We initialize the PaliGemmaProcessor using a pre-trained model specified by model_id and define a custom collate_fn function to preprocess a list of examples from the dataset. This function performs several key tasks:

  • Formats each example’s question into a text prompt with special tokens.
  • Extracts the multiple-choice answers and stores them in a list called labels.
  • Converts each image in the examples to RGB format, collecting them in a list named images.
  • Next, we utilize the PaliGemmaProcessor to tokenize the text, images, and labels, returning the processed data as PyTorch tensors with padding to the longest sequence.
  • For efficiency, we convert the processed tensors to the bfloat16 data type and move them to the specified device, which is the GPU in this case.
  • Finally, the function returns the processed tokens, making them ready for input into the model.

Fine-Tune Only the Text Decoder

Since our dataset closely resembles the ones PaliGemma was initially trained on, there’s no need to fine-tune the image encoder or the multimodal projector. We will focus on fine-tuning only the text decoder.

model = PaliGemmaForConditionalGeneration.from_pretrained(model_id, torch_dtype=torch.bfloat16).to(device)
for param in model.vision_tower.parameters():
      param.requires_grad = False
for param in model.multi_modal_projector.parameters():
      param.requires_grad = False

First, we load the PaliGemma model using the model ID (model_id) provided. We convert the model’s parameters to the bfloat16 data type for more efficient memory use and computation. We also transfer the model to the device (GPU here).

Next, we loop through all the model’s vision_tower parameters and set requires_grad = False to freeze the parameters, preventing them from being updated during fine-tuning.

Finally, we loop through all the model’s multi_modal_projector parameters and set requires_grad = False to freeze the parameters, preventing them from being updated during fine-tuning.


Using the QLoRA Technique

Now, we set up the configuration to use the Quantized Low-Rank Adapters (QLoRA) technique for model optimization and fine-tuning.

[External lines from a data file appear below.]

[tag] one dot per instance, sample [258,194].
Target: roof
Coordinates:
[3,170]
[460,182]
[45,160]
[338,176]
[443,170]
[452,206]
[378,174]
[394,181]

bnb_config = BitsAndBytesConfig(
      load_in_4bit=True,
      bnb_4bit_quant_type="nf4",
      bnb_4bit_compute_dtype=torch.bfloat16
)
lora_config = LoraConfig(
      r=8,
      target_modules=["q_proj", "o_proj", "k_proj", "v_proj", "gate_proj", "up_proj", "down_proj"],
      task_type="CAUSAL_LM",
)

BitsAndBytesConfig

  • load_in_4bit=True: enables 4-bit quantization to reduce memory consumption.
  • bnb_4bit_quant_type="nf4": specifies the quantization type, here using "nf4" for more efficient weight representation.
  • bnb_4bit_compute_dtype=torch.bfloat16: sets the computation to use bfloat16 to improve computational efficiency during training.

LoraConfig

  • r=8: sets the rank (number of dimensions) for low-rank adaptation.
  • target_modules=["q_proj", "o_proj", "k_proj", "v_proj", "gate_proj", "up_proj", "down_proj"]: specifies which modules to fine-tune within the model’s language tower (e.g., query, key, and value projections).
  • task_type="CAUSAL_LM": defines the task type for the fine-tuning, in this case, causal language modeling.
model = PaliGemmaForConditionalGeneration.from_pretrained(model_id, quantization_config=bnb_config, device_map={"":0})
model = get_peft_model(model, lora_config)
model.print_trainable_parameters() # trainable params: 11,298,816 || all params: 2,934,765,296 || trainable%: 0.3850

First, we load the pre-trained PaliGemma model with the specified model ID. We apply the bnb_config for 4-bit quantization to optimize memory usage. We use device_map={"":0} to map the model to the default device (typically GPU 0).

Next, we use get_peft_model to apply the LoRA (Low-Rank Adaptation) configuration to fine-tune the model efficiently by updating only specific parts of the model (e.g., language tower).

Finally, for verification, we print the total number of trainable parameters (11,298,816) out of the total model parameters (2,934,765,296), showing that only 0.385% of the model is being fine-tuned for efficiency.


Define the Training Arguments

We define the training arguments for fine-tuning a model using the Hugging Face Trainer API, including configurations for the number of epochs, batch size, learning rate, optimizer, logging, and saving checkpoints.

args=TrainingArguments(
      num_train_epochs=2,
      per_device_train_batch_size=4,
      gradient_accumulation_steps=4,
      warmup_steps=2,
      learning_rate=2e-5,
      weight_decay=1e-6,
      adam_beta2=0.999,
      logging_steps=100,
      optim="adamw_hf",
      save_strategy="steps",
      save_steps=1000,
      save_total_limit=1,
      output_dir="finetuned_paligemma_vqav2_small",
      bf16=True,
      dataloader_pin_memory=False
      report_to=["tensorboard"]
)

We set up the training configuration by specifying key parameters such as training for 2 epochs, a batch size of 4 per device, and accumulating gradients over 4 steps to simulate a larger batch size.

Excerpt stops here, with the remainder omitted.